Немного дней прожил он в Верховне. Но раз уж нынешняя ночь дана для воспоминаний, для откровенной беседы с самим собой, то разве не имеет он права признать, что за эти дни многое увидел и понял? Возможно, знай он об этом раньше, он не стал бы писать своей немеркнущей звезде из Парижа, что стремится отомстить всем буржуа, печатая в «Деба» своих «Мелких буржуа»…

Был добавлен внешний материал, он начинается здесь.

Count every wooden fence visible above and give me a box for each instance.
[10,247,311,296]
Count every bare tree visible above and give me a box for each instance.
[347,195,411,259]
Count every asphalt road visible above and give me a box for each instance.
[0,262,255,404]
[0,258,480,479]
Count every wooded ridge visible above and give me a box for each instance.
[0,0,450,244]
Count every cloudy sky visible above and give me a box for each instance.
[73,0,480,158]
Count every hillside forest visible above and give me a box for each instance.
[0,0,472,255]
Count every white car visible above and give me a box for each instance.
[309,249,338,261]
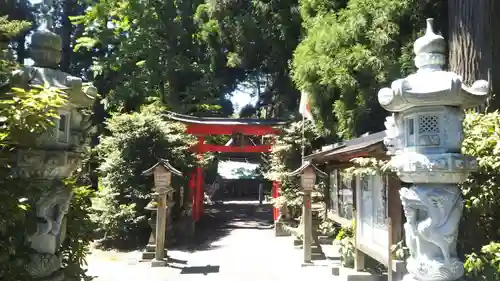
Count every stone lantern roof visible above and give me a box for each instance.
[378,19,489,112]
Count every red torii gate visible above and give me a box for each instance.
[167,112,286,222]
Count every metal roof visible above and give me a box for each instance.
[165,111,289,126]
[305,131,386,161]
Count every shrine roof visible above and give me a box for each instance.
[142,158,182,176]
[305,131,386,162]
[165,111,289,126]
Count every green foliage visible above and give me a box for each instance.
[93,105,200,248]
[72,0,236,115]
[318,212,341,237]
[0,72,93,280]
[335,223,356,268]
[292,0,444,139]
[464,242,500,281]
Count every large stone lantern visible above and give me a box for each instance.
[6,3,97,281]
[378,19,488,281]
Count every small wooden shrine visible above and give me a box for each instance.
[306,131,403,271]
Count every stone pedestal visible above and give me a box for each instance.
[378,20,488,281]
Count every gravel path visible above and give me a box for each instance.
[88,201,335,281]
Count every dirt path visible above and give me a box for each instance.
[89,201,334,281]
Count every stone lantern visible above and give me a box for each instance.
[378,19,488,281]
[6,0,97,281]
[142,159,182,267]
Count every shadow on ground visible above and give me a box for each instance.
[175,201,273,251]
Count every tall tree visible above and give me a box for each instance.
[448,0,500,110]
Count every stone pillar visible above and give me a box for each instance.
[259,183,264,205]
[378,19,488,281]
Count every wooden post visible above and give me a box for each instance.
[151,188,167,267]
[353,208,366,271]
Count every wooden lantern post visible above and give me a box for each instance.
[289,162,326,265]
[143,159,182,267]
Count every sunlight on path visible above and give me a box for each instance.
[89,201,334,281]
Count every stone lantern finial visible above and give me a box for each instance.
[413,19,446,70]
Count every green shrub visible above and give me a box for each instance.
[93,105,200,248]
[464,242,500,281]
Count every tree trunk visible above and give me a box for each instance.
[448,0,500,110]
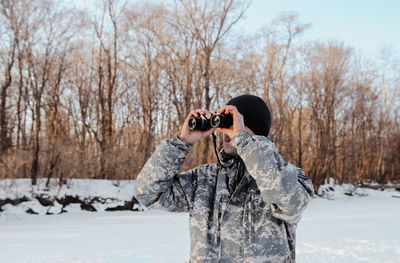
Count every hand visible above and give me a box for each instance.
[217,105,246,138]
[179,109,215,144]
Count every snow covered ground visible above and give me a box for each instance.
[0,182,400,263]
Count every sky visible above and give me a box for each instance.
[241,0,400,56]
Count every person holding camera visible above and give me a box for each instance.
[135,94,314,263]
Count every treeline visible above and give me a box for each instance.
[0,0,400,191]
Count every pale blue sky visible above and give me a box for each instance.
[241,0,400,56]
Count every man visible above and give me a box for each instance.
[135,94,314,262]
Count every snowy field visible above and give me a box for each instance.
[0,182,400,263]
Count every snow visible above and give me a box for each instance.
[0,180,400,263]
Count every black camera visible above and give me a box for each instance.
[189,113,233,131]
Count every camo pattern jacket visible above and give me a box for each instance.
[135,131,314,263]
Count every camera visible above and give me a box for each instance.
[189,113,233,131]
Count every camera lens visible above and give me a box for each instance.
[189,115,211,131]
[211,114,233,128]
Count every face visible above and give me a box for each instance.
[223,133,237,156]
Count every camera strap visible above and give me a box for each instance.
[212,133,225,168]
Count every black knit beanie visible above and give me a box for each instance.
[226,94,271,137]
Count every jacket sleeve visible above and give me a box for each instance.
[134,136,196,212]
[231,131,314,224]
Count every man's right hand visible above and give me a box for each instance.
[179,109,215,144]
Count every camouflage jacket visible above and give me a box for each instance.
[135,131,314,263]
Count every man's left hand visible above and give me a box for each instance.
[217,105,246,138]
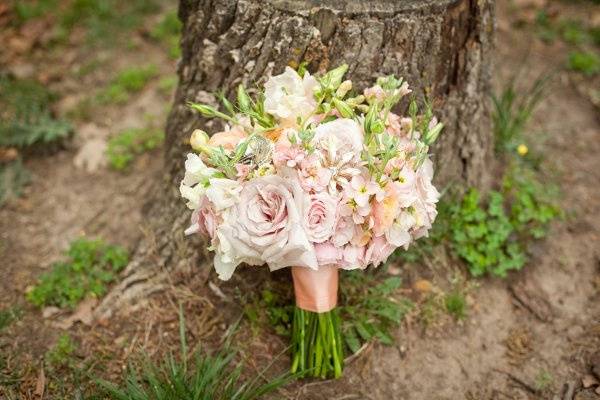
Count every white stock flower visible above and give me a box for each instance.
[206,178,242,211]
[265,67,319,123]
[179,153,217,210]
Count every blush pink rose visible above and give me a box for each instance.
[304,192,338,243]
[215,175,318,279]
[185,196,219,240]
[340,245,368,270]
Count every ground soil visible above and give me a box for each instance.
[0,0,600,400]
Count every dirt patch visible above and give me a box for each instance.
[0,1,600,400]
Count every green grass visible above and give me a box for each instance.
[0,307,23,332]
[44,333,77,369]
[492,78,547,154]
[0,75,72,148]
[26,238,128,308]
[97,310,294,400]
[97,65,158,104]
[150,11,181,59]
[567,51,600,76]
[0,159,31,206]
[340,271,413,353]
[106,128,164,171]
[12,0,58,25]
[244,271,413,353]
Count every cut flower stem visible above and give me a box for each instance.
[292,307,344,379]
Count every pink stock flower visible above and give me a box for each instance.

Закрыв глаза, он увидел себя на людных площадях Чивита-Веккиа. Он попал туда из Рима, где встречался с Эвелиной. Ганского не стало. Траур подходил к концу, Эвелина могла вести себя смелее. Но она выжидала. Решалась судьба ее дочери Ганны, поднимались денежные вопросы, связанные с вводом Эвелины во владение наследством. Обо всем этом она откровенно рассказала Бальзаку, когда они сидели на мраморной скамье в Колизее. Руины не привлекали его взора. Он любил жизнь, пышные сады, отягощенные зерном нивы, веселых бретонцев, умевших хорошо поесть и выпить, похохотать и рассказать скабрезную историю. Надо подождать. Это он хорошо усвоил в Риме. А направляясь туда, думал, что Эвелина поедет с ним в Париж. И вот она возвращалась в Россию, а он приехал в Чивита-Веккиа. Здесь, в этом городе, когда-то страдал Стендаль. Всплыли в памяти слова, написанные по-итальянски на надгробии Стендаля: «Ариего Бейль — писал, любил, жил». Что он велит написать на своем надгробии? Болезненно сжалось сердце. Он пожалел, что здесь, в Верховне, нет Наккара. Впрочем, чем бы помог Наккар? Посопел бы у сердца, щекоча тело волосатым ухом, запретил бы кофе и посоветовал бы поехать к морю. Бальзак горько улыбнулся. Наккар, Наккар. Нет, хорошо, что ты остался в Париже, тем более что там у тебя полно легковерных пациентов и ты можешь спокойно набивать свои бездонные карманы их луидорами. Его мог вылечить не Наккар. Тогда, в Париже, он был уверен, что все зависит от Эвелины. Утомленный, измученный, запутавшийся в долгах, он жаловался ей: «Нет сил ждать будущего года. Во мне все умерло. Только счастье может вернуть мне жизнь и способность творить».